Here’s a question nobody in retail asks: who briefed the music?
Your architect got a brief. Square footage, traffic flow, sightlines to the register, fitting room placement. Your lighting designer got one. Color temperature, accent zones, dimming schedules for morning versus evening. Your visual merchandiser gets a new brief every season, sometimes every campaign. Your signage vendor got brand guidelines, Pantone values, type specs, and placement rules down to the inch.
The music? Nobody briefed the music.
What plays in most retail stores is a playlist assembled from recordings that already exist. Songs composed for radio play, stadium tours, streaming playlists, movie soundtracks, club sets. Songs written to express what the artist wanted to express, for an audience the artist had in mind, in a context the artist was working in. None of those contexts were your store.
Material Girl was never written for your floor #
Take Madonna. “Material Girl” is one of the most recognizable pop songs of the last forty years. It sits at about 111 BPM, which is brisk. Dance-pop production, a vocal performance referencing Marilyn Monroe, lyrics about a woman evaluating men based on what they can buy her. Madonna composed it for a music video. She composed it for MTV. She composed it for a cultural moment in 1984 about performative excess.
She did not compose it for a 1,200-square-foot women’s apparel store in a suburban shopping center on a Wednesday afternoon. She was never asked to.
And this is the strange part. Retailers will spend months on a floor plan, weeks choosing paint colors, days agonizing over the exact angle of a display shelf. Then they’ll subscribe to a playlist service and let someone else’s creative decisions fill the room for eight hours a day. The one sensory element that their customers absorb for twenty, thirty, forty minutes straight while they shop. The one that operates below conscious attention, where it has the most behavioral influence and the least scrutiny.
Every other layer of your store’s environment goes through a design process. Somebody states the objective. Somebody specifies the constraints. Somebody considers the customer, the brand positioning, the desired behavior. Somebody signs off. Music skips all of that.
Fix You in the shoe store #
Think about what happens when Coldplay’s “Fix You” comes on in a shoe store. The song was written about grief. Chris Martin composed it for Gwyneth Paltrow after her father died. The tempo sits around 70 BPM, slow and pulling downward. The lyrics describe tears, failure, being stuck. The build is designed to move a listener from despair toward catharsis over five minutes.
Your customer is holding a pair of $180 boots and absorbing all of that. Not consciously, probably. They’re not listening to the words the way they would at home with headphones. But the tempo is real. The harmonic content is real. The emotional register of the vocal performance is real. And none of it was designed to support the moment they’re in, which is a purchase decision that requires confidence and a sense of personal reward.
A design brief would have caught this. Even a basic one. A brief that said “we want music that supports browsing behavior in the 85 to 100 BPM range, with lyrical content that reinforces self-expression and personal style, avoiding themes of loss, heartbreak, or urgency.” That’s not complicated. Any brand manager could write that sentence. Nobody does.

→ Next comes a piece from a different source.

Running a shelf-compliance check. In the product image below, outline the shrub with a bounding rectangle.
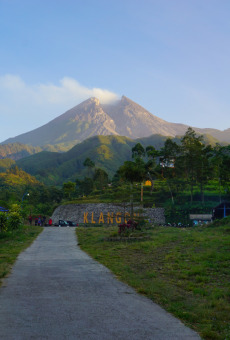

Why the brief never gets written #
The reason nobody does is that music has always been treated as an off-the-shelf commodity in retail. You pick a genre or a mood, you subscribe, and it shows up. The assumption is that the music already exists and your only job is to select it. And that assumption holds for every other licensed product in your store: you select POS software, you select fixtures, you select mannequins. But those products were designed to do the job you’re hiring them for. A cash register was built to process transactions in a retail environment. A mannequin was built to display clothing on a human form. The music was built for something else entirely and you’re borrowing it.
Nobody would accept this from any other part of the store experience. If your lighting designer installed stage lighting designed for a rock concert, you’d fire them. If your architect designed the floor plan based on a nightclub layout, you’d stop construction. But the music, which was literally composed for rock concerts and nightclubs, gets a pass.
Your store designed everything except the thing your customer hears for thirty minutes while deciding whether to buy.